予約後メッセージは、無人民泊の「見えない接客」です
無人民泊では、現地でスタッフが案内する機会が限られます。そのため、予約後からチェックアウト後までのメッセージが、ゲストにとっての接客品質を左右します。
基本となるチェックイン方法、住所、鍵の受け取り方はもちろん必要です。ただし、事務連絡だけを一度に長く送ると、重要な情報が読まれにくくなります。一方で、必要な場面で交通、周辺施設、生活ルールを補足すると、到着前後の不安を抑えやすくなります。
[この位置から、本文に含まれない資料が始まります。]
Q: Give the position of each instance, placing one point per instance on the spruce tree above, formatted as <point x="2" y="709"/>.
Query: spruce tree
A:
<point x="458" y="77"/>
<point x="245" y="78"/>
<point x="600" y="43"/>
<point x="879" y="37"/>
これは必ずしも高評価や稼働率の向上を保証する施策ではありません。宿の立地、清掃品質、設備、価格、ゲストの旅行目的にも左右されます。それでも、問い合わせの内容を整理し、先回りして伝えることは、無人運営の負荷を下げる基本的な改善策になります。
まずは「いつ・何を・どこまで送るか」を分けます
メッセージ設計では、情報を増やす前に配信時点を決めることが大切です。予約直後にすべてを送るより、旅行中の判断に必要な情報を段階的に届けるほうが実用的です。
予約直後:予約内容と次の連絡を明確にします
予約直後は、予約が成立している安心感をつくる段階です。宿泊日、人数、所在地の大まかな案内、次に詳細を送る時期を簡潔に伝えます。到着予定時刻、利用交通機関、子どもの有無などを尋ねる場合は、運営上本当に必要な項目に絞ります。
この段階で細かなハウスルールや長い観光案内を送ると、読まれない可能性があります。緊急性のない情報は後のメッセージへ分ける方法が有効です。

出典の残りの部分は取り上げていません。